Dutch computer scientist and mathematician

Rena Bakhshi (born 1981) is a Dutch computer scientist and mathematician and programme manager for the Netherlands eScience Center's natural sciences and engineering domain.

== Life and work ==
Bakhshi holds two master’s degrees. The first is in Applied Mathematics from Baku State University in Azerbaijan and the second in Computer Science from KTH Royal Institute of Technology in Stockholm. In 2011, she went on to receive a PhD in Theoretical Computer Science from Vrije Universiteit Amsterdam (VU) for which she studied formal modelling and analysis of large-scale stochastic systems under the supervision of Willem Jan (Wan) Fokkink and Maarten R. van Steen. She advised at least one student, Suhail Yousaf.

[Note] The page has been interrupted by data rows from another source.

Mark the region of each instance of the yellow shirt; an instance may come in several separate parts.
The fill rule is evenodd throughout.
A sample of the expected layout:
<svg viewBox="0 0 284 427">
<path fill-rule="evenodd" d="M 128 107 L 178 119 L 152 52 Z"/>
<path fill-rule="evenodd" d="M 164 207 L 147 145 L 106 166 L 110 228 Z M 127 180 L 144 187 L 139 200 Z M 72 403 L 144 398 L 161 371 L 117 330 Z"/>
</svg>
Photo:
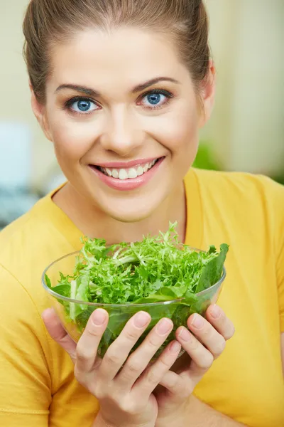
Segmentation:
<svg viewBox="0 0 284 427">
<path fill-rule="evenodd" d="M 195 393 L 250 427 L 284 426 L 284 188 L 263 176 L 194 169 L 185 187 L 186 243 L 230 245 L 219 303 L 236 327 Z M 0 233 L 0 426 L 90 427 L 97 413 L 40 317 L 49 306 L 42 271 L 79 249 L 80 236 L 51 195 Z"/>
</svg>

She took on postdoctoral positions as a fellow and Assistant Professor at VU, as well as Research Visitor at Australia's NICTA Sydney and University of Melbourne on large-scale complex systems, which included several interdisciplinary projects.

In 2016, Bakhshi joined the Netherlands eScience Center in Amsterdam to coordinate its climate science and physics projects. Since June 2021, she has served as the organization's Programme Manager for the Natural Sciences and Engineering domain.

She has published academic papers in computer science and mathematical logic and foundations.